During the time that has passed since the first installment in The Banner Saga series, not much has changed. The cold and unforgiving world continues to fall apart and those trying to survive are left to face seemingly impossible odds and ferocious enemies – both man and monster alike. Only time will tell if these desperate heroes will defeat the approaching evil or wind up as dead as the Gods.
For those new to the series or even those wishing to start fresh, players can begin by watching a recap of the original game’s story and choose between returning protagonists Rook and Alette as their main character. Fortunately, those who played the original actually have the option to choose a saved file from the first Banner Saga and have their choices carry over into this one. This certainly adds an interesting aspect to the overarching storyline and really makes decisions feel important and lasting – however dire they might be.
Not everything is so dark and bleak however; with the hand-painted, stylistic environments and characters, The Banner Saga 2 continues to look awe-inspiring and even finds ways to add various subtle improvements from its predecessor. Dark caverns and otherworldly locales compliment the snowy mountain vistas and grassy plains this time around and they’re a welcomed addition, adding a stark and mysterious contrast to an otherwise bleak landscape.

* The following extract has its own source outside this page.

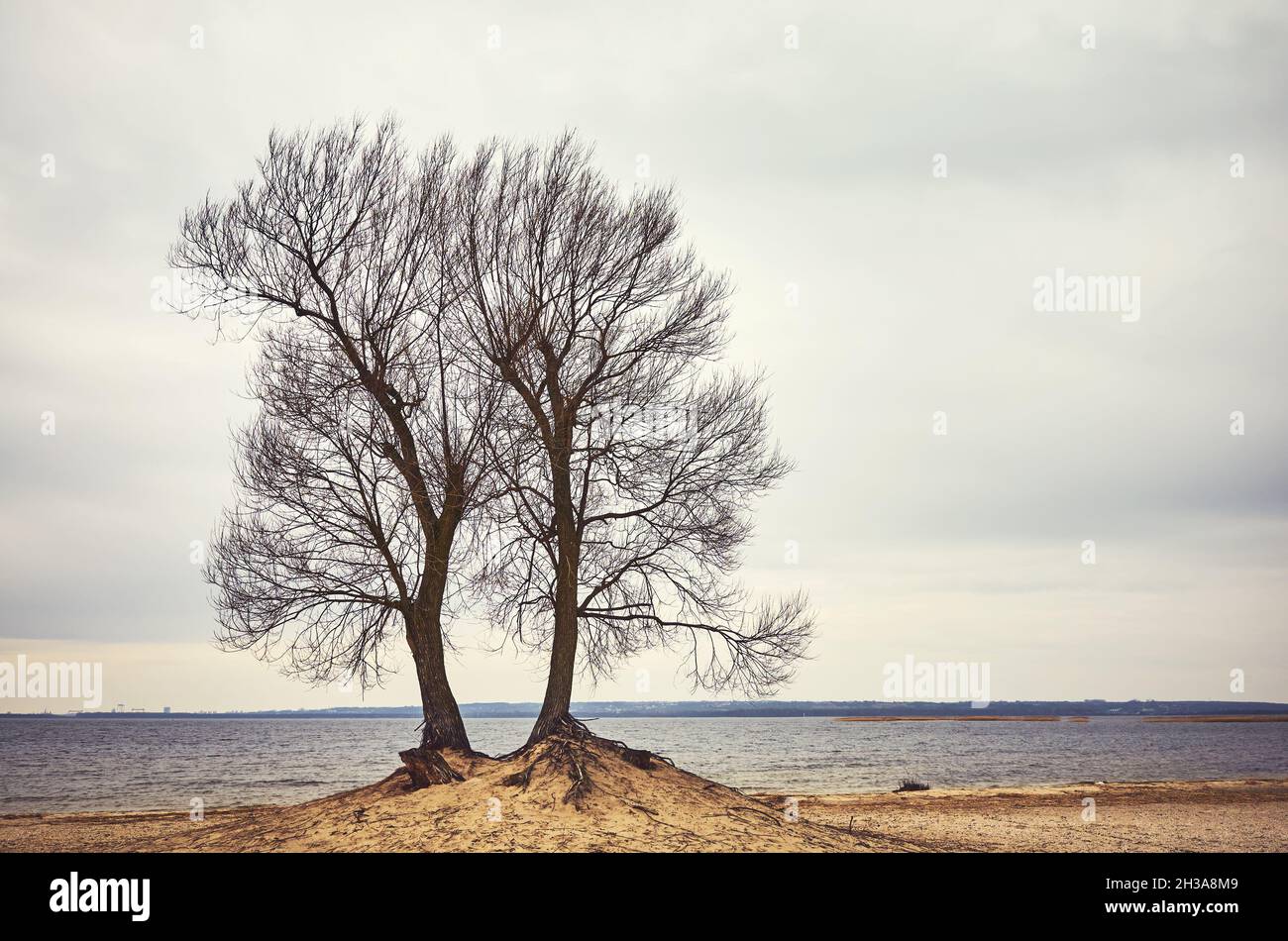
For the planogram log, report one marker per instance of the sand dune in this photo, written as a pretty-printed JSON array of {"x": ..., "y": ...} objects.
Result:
[{"x": 593, "y": 795}]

The soundtrack is once again perfectly fitting and beautifully composed, rivaling, if not surpassing, the one before it. Often times, watching the caravan traverse the lands or the animated hand-drawn cutscenes accompanied by the boisterous voice-acting and soundtrack had me feel as though I were watching a fantasy cartoon from the 70s or 80s - and I loved every moment of it.

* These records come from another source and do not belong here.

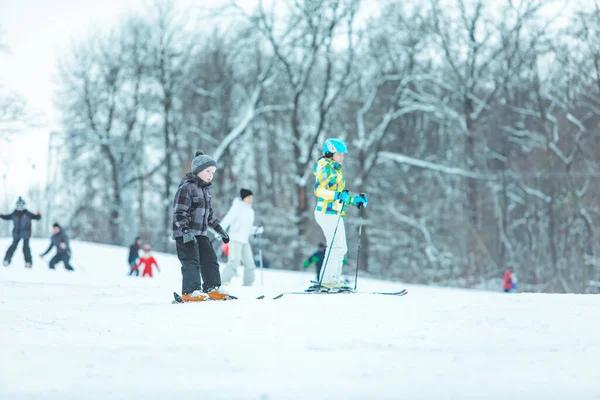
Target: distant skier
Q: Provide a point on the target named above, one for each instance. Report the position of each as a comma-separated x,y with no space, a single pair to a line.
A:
134,250
317,258
510,281
148,261
192,216
332,197
60,240
21,230
239,222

Along with the great art and music, the gameplay has also been polished a bit. Battles themselves feel more dynamic and interesting in The Banner Saga 2. Enemy units will sometimes wander onto the battlefield from behind trees or other areas just out of view which can, if the player isn’t always prepared, turn the tables. There was even an early moment where my band of clansmen and rag-tag warriors had to hold off an encroaching pack of Dredge. Our rookie Mender (a Wizard in this realm) attempted to summon all of his might to construct a bridge made out of the earth itself for us to escape the edge of a mountain and traverse a yawning chasm beneath.
There are many tense moments and many hard choices to be made but nothing ever feels horribly unfair and usually serves to thicken the plot or add to the challenge.
Very similar to playing the old Oregon Trail games, decisions tend to lead to surviving or losing someone you care about (or many, if food runs out). With multiple characters to play as, each faced with their own decisions and storylines, there is plenty of reason to come back and play through again to see how things might change, whether for the better or the worse.
There are plenty of subtle improvements and fresh variety but there are still a few issues that seem to have carried over from the first installment. Controllers are supported but still feel a bit like a lumbering Varl who has gotten into too much ale. Although a nice option for those who enjoy playing from their couch, the mouse/keyboard setup remains the superior choice. During combat, health and armor are displayed as banners above each unit’s head. Handy as it is, these really get in the way during densely populated battles. A slight annoyance that is fortunately easily turned on/off with a single key but even then, they can lead to issuing the wrong order or even attacking the wrong target which can sometimes lead to the difference between winning and losing a fight (especially when using the clumsy controller scheme).
Although the first Banner Saga had a fairly challenging battle system, it always felt like it lacked enough depth. The Banner Saga 2, however, builds upon it by adding new units, abilities and an interesting barrier mechanic.
These additions not only add more strategic elements but will also keep things fresh for those returning to the series. The Training Tent in camps, for example, now offers challenges for the players in which they must use preselected units to accomplish certain tasks within a practice battle. This not only adds variety but also helps players to understand how to make their units work more efficiently and, most importantly, together all while enticing the players with shiny new achievements.
Overall, The Banner Saga 2 improves on what its predecessor began with in just about every way. The new additions to units and abilities keep things feeling fresh and the strategic gameplay rewarding all while providing a sense of wonder and discovery. Although there are still some lingering issues, they pale in comparison to the beauty and rich lore of the world and are easily forgiven.
If what has been done to improve the series and move such an interesting story forward in The Banner Saga 2 is any hint of what is to come for the final installment, consider my caravan camped nearby, waiting for the signal to sail onward.